C’est un jalon important auquel nous venons d’assister puisque nous savons qu’il faut d’abord la maitrise des données. Ce sont les données de qualité entrainées dans une intelligence artificielle qui permettent de prendre les meilleures décisions.
Si les données ne sont pas bonnes, les décisions prises par l’IA ne seront pas bonnes. Dans ce sens, les concepteurs de la stratégie ont bien compris qu’il fallait combiner la gouvernance des données avec le développement de l’intelligence artificielle.

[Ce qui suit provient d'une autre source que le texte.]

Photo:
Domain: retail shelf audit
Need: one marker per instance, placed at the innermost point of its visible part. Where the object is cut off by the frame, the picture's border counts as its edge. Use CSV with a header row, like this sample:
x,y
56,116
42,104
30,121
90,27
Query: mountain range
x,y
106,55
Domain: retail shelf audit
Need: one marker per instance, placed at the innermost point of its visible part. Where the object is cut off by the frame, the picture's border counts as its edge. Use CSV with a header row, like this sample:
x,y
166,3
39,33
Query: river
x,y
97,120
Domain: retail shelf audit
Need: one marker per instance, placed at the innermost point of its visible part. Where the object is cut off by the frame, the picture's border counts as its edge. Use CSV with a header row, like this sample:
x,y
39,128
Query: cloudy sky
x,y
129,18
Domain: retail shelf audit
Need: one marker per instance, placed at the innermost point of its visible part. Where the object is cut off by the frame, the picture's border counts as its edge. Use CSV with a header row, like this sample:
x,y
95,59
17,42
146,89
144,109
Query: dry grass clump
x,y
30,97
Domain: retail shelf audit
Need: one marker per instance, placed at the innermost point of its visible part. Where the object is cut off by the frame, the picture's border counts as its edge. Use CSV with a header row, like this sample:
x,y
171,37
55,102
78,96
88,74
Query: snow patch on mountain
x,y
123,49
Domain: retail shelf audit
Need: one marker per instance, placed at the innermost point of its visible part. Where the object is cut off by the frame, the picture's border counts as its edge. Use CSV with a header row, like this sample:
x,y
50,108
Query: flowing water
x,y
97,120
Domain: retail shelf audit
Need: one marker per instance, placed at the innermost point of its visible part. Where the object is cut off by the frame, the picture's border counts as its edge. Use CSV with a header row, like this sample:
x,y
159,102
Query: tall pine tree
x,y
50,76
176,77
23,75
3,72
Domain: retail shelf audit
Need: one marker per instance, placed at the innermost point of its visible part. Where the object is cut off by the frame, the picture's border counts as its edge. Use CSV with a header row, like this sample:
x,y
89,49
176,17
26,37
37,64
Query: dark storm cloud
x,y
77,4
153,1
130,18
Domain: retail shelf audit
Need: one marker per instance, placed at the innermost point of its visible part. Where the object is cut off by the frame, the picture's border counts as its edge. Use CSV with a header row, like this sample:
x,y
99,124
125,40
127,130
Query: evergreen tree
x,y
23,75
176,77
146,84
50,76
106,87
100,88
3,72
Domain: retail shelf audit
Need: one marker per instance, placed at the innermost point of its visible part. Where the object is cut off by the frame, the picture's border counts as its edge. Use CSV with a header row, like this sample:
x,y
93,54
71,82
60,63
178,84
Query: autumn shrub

Il y a aussi le projet de digitalisation de l’administration qui, lui, permettra de délivrer tous les services aux usagers à distance avec précision et célérité.
Quelle peut être la place de l’Université virtuelle dans cet écosystème IA ?
L’Université virtuelle a été le premier jalon de tout ce dispositif. Créer, dès 2015, une université virtuelle avec toutes les complexités liées au numérique et pouvoir former des milliers d’Ivoiriens, ce n’était pas gagné par avance. Il fallait de l’audace.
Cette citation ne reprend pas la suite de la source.